Nissan will spend as much as 423 million pounds to produce a new all-electric crossover vehicle at its Sunderland plant in the north of England and Envision AESC will invest 450 million pounds to expand battery-cell making, the carmaker said Thursday in a statement.
The investment partnership, which includes the Sunderland City Council, “is a major vote of confidence in the U.K. and our highly-skilled workers in the North East,” Johnson said in the statement. “This is a pivotal moment in our electric vehicle revolution and securing its future for decades to come.”
Envision will create a battery manufacturing facility with an annual capacity of 9 gigawatt-hours, up from the 1.7 gigawatt-hours facility it currently operates. The plant will be ready in 2024 at the earliest, Envision Group Chief Executive Officer Lei Zhang, who leads the Chinese parent of Envision AESC, said on the sidelines of a press conference in Sunderland.
Nissan and Renault’s moves follow other manufacturers such as Volkswagen AG in stepping up the pace of battery supply as they hasten the rollout of electric cars. In the U.K., carmakers face additional pressure to ensure an adequate local production network to avoid tariffs when trading with the European Union.
The move by Renault and Nissan to opt for a common supplier for at least one type of EV battery shows progress after previous missteps within their decades-old partnership. The two automakers were unable to reach agreement on a common battery or platform for their Zoe and Leaf models, failing to reap cost-saving benefits such collaboration might have generated.
“The decision to have one module of batteries common to the alliance is a major element and a sign the alliance is working very well,” Renault Chief Executive Officer Luca de Meo said in a Bloomberg TV interview Wednesday. “We agree to a common approach.”
Nissan’s investment also is a boon for Johnson’s government as it seeks to support the U.K.’s car industry following Britain’s split from the EU. In the rocky period since the referendum, investment in the nation’s vehicle manufacturing plummeted. Stellantis NV has weighed the closure of its Ellesmere Port plant in England while Honda Motor Co. will shut a factory in Swindon that employs about 3,500 workers.
Nissan said the investments will create more than 900 jobs at its U.K. operations in addition to 750 new jobs at the Envision AESC facility to be built adjacent to the vehicle assembly plant.
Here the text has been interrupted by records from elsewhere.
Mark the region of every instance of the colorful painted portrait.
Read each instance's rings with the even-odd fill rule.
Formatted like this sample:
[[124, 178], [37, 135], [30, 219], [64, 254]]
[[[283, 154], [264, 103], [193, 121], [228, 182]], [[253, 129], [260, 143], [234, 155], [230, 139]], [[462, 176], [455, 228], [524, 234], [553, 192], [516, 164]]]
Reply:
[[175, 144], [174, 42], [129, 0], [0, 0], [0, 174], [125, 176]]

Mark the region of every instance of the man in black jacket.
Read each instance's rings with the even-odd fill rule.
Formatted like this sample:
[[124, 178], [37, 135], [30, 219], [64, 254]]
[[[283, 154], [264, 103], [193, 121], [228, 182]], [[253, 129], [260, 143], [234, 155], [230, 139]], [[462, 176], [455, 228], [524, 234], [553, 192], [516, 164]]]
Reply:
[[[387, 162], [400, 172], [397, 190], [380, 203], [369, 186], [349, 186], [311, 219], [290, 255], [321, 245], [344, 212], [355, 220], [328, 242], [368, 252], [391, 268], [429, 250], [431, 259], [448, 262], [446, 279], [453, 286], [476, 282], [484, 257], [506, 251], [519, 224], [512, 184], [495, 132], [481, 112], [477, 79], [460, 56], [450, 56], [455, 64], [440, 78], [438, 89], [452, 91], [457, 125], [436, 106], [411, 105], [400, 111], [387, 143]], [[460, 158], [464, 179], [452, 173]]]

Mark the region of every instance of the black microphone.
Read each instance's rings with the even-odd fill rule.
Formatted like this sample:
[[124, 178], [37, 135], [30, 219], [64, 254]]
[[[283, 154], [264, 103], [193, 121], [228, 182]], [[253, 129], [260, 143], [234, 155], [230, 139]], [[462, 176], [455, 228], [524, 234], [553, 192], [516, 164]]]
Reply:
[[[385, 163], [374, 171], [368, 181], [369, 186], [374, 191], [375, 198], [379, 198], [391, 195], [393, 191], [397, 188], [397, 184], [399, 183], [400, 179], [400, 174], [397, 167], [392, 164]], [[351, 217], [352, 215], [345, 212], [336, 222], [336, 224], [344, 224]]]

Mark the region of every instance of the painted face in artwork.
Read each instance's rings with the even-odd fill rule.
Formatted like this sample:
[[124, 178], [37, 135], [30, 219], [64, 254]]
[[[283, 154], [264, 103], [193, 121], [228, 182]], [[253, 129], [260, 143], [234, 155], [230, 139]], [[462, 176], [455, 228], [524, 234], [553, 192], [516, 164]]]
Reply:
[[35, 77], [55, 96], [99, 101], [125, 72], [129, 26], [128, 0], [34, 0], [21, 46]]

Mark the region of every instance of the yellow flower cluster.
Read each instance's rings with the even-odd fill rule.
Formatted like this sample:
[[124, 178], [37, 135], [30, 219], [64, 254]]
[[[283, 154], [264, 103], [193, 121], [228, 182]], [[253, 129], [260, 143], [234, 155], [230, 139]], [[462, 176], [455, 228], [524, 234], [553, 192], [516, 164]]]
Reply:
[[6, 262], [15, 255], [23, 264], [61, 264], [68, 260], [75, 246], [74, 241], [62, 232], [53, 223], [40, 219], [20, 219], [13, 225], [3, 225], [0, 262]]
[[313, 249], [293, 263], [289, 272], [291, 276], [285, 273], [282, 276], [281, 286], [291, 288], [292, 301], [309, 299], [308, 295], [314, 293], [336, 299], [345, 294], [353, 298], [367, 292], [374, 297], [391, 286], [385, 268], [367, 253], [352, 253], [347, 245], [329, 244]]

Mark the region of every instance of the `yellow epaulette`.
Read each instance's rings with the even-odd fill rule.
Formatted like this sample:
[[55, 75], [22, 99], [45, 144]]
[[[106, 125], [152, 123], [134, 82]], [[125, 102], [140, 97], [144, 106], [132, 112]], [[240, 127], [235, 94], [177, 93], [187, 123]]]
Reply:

The Japanese carmaker currently manufacturers the all-electric Leaf hatchback at its Sunderland factory, which employs about 6,000 people. It also produces the Qashqai and Juke crossover models with a capacity of around 350,000 vehicles annually. The upcoming EV crossover will be made on new underpinnings developed by the alliance.
Growing EV Demand
Britain became the second biggest market for EVs in Europe during the first quarter this year, second only to Germany. Demand is expected to accelerate as a government ban on the sale of petrol cars kicks in from 2030.
The U.K. currently has capacity to manufacture 2 gigawatt-hours of batteries. The Advanced Propulsion Centre, tasked with allocating the government’s 500 million pounds of funding for battery-cell making, estimates that demand by 2030 will be at least 90 gigawatt-hours.
The planned Envision facility could be expanded to include a “potential future-phase investment of 1.8 billion pounds” to generate up to 25 gigawatt-hours and create as many as 4,500 new jobs in the region, Envision said in the statement issued by Nissan.
Nissan sold its controlling stake in its AESC battery operations to Envision in 2018 while retaining a 20% holding in the division. The facility currently employs about 300 people.